Se por um lado, a construção de nossa subjetividade inicia-se na relação mãe-bebê, por outro, ela também vai recebendo contribuições determinantes do meio ambiente em que estamos inseridos. Como “colcha de retalhos”, vamos recebendo informações e estímulos, sendo influenciados e diretamente afetados através desta dinâmica de vinculações.
Mudam-se as épocas e, por conseqüência, nossa modalidade de relação também não é a mesma. A mídia e a sociedade em geral, se encarregam de ditar “regras”, influenciando nossa forma de pensar (ou de não pensar!), montando um “palco perfeito” para nossas atuações. O mundo nos oferece um leque imenso de objetos apresentados como ideais, com a promessa de tamponar qualquer vazio existencial com toda eficácia. O que impera é o mandamento do gozar, a gratificação está no consumo imediato e descartável.
Grazi Ruas |
A “falta” que buscamos preencher tem origem em processos psíquicos ligados a lembranças e frustrações primitivas. Se pensarmos nas relações afetivas, buscamos no outro, a solução para esse vazio, muitas vezes, contaminados pelos ditos populares de que existe “uma tampa para cada panela” ou “a outra metade da laranja”, o que é campo fértil para projeções e idealizações, pois na realidade, o que esperamos encontrar no outro, é um espelho de nós mesmos.

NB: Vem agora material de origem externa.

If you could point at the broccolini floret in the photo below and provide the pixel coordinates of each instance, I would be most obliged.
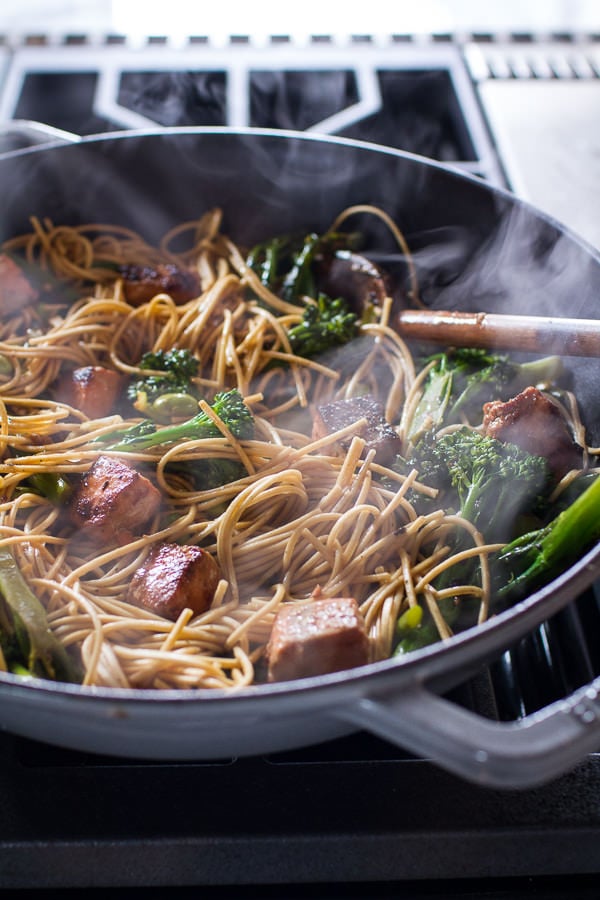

Ao mesmo tempo em que somos contaminados com a cultura do descartável, cada vez com mais rapidez, também vamos, num processo inconsciente, atuando na busca de um “outro eu” alguém que seja tão “perfeito quanto”, que supra todas “minhas necessidades”, enfim, o “meu reflexo no lago!”.
É nessa ciranda, que as relações vão ficando cada vez mais voláteis, pois, o diferente é refugado, quase que automaticamente trocado por outro. E, se pensarmos que, é justamente o diferente que nos faz pensar sobre nossa condição e nosso modo de existir no mundo, fica a questão: Será que estaríamos vivenciando, na atualidade, uma dinâmica perversa de empobrecimento das relações não só afetivas, mas humanas num todo?
Todas essas influências em nosso processo de subjetivação nos fazem supor, a necessidade de um maior entendimento desses novos arranjos relacionais que se apresentam. Precisamos então, enquanto profissionais psi, refletir sobre as contribuições que a psicanálise pode trazer para essas novas formas de organização, emolduradas pelo mundo pós-moderno.